Data warehousing is often made to sound overly simple these days. Just plug in one of the latest appliances and reap the rewards of unlimited business intelligence and data analytics.
The reality is quite different, starting with the fact that integrating all of the disparate data in even medium-sized enterprises can be quite a challenge.
Lately, however, a number of techniques have come up through the ranks that make data integration, if not completely enjoyable, at least less burdensome than it used to be.
One of them is called the patterns approach. As described here by Microsoft's Michael Eldridge, patterns aims to satisfy the conflict between enterprises' desire to have a uniform data set and individual business units' need for ready access to their particular data sets. All three of the enterprise data warehouse (EDW) patterns he describes require a centralized data store and a series of federated data marts, but they vary according to the level of centralized control and the use of non-common data models and sources. And there's no reason why various pattern architectures can't be implemented or even overlap in the same organization.
Regardless of which data-integration solution you adopt, the only way to optimize it for your particular needs is through trial and error, according to warehousing consultant Rick Sherman. Since both top-down and a bottom-up solutions can leave crucial details hanging, he recommends a mixed approach that takes into consideration existing data requirements and sources as well as large-scale architecture and work-flow considerations. In this way, you get a better view of integration as a process designed to overcome the inconsistencies that arise between data from various sources, rather than a product aimed at correcting errors.
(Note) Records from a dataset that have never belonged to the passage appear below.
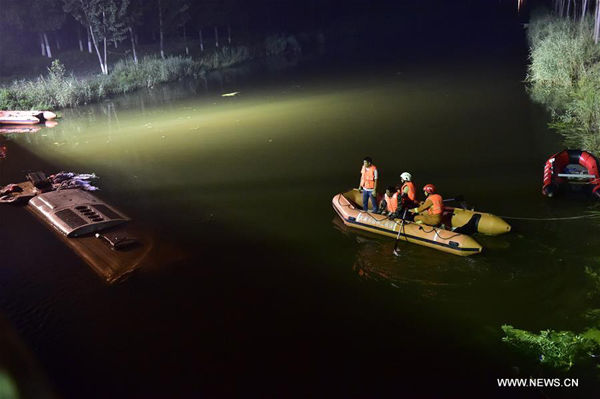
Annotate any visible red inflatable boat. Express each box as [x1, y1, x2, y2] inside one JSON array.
[[542, 149, 600, 200]]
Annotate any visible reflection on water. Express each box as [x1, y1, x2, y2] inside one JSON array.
[[334, 215, 490, 298]]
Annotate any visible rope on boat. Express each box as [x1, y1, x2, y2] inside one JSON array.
[[499, 214, 600, 221], [336, 193, 463, 239]]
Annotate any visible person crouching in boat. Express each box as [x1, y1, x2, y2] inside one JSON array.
[[398, 172, 417, 209], [409, 184, 444, 226], [359, 156, 378, 212], [376, 186, 400, 219]]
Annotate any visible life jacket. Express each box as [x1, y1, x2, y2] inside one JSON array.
[[427, 194, 444, 215], [401, 182, 416, 202], [360, 165, 377, 190], [385, 192, 399, 213]]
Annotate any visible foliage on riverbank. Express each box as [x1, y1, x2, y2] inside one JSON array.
[[0, 56, 204, 109], [0, 33, 305, 111], [265, 34, 302, 56], [502, 325, 600, 370], [526, 12, 600, 154], [502, 266, 600, 371]]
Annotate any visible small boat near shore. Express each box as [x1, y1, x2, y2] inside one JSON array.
[[0, 110, 57, 125], [332, 190, 483, 256], [543, 149, 600, 200]]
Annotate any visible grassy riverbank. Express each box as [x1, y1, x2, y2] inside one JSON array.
[[0, 34, 305, 111], [527, 12, 600, 154]]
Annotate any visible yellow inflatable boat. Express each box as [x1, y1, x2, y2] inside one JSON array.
[[332, 190, 483, 256]]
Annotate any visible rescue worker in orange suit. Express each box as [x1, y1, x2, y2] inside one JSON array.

Integration is also a key driver in many of the newest warehousing platforms. SAP and HP recently joined forces to provide a more uniform approach to their respective systems, considering the large number of customers that have already deployed some combination of the two. The deal calls for the union of SAP's NetWeaver warehouse and HP's NeoView system as a means to improve data availability in high-volume environments. The combined platform will no doubt take advantage of the addition of Informatica's data-integration stack to the NeoView system as well as HP's data management and QoS services portfolio.
Oracle users, meanwhile, should see increased integration capabilities with the Neotix Analytics software stack. The package provides a data-integration module for both Oracle and non-Oracle systems, and is powered by software from the recently acquired Jaros Technologies that provides business intelligence capabilities across disparate platforms while keeping data available for real-time reporting and monitoring.
Warehousing gives credence to the idea that the bigger you are, the more complex your data infrastructure. Very few enterprises have the luxury of re-architecting their data environments from scratch to foster a better warehousing and BI infrastructure. That means data integration will be a key requirement going forward.
It's not something to look forward to, but if you hope to extract the true value of your institutional data, you need to roll up your sleeves and get it done.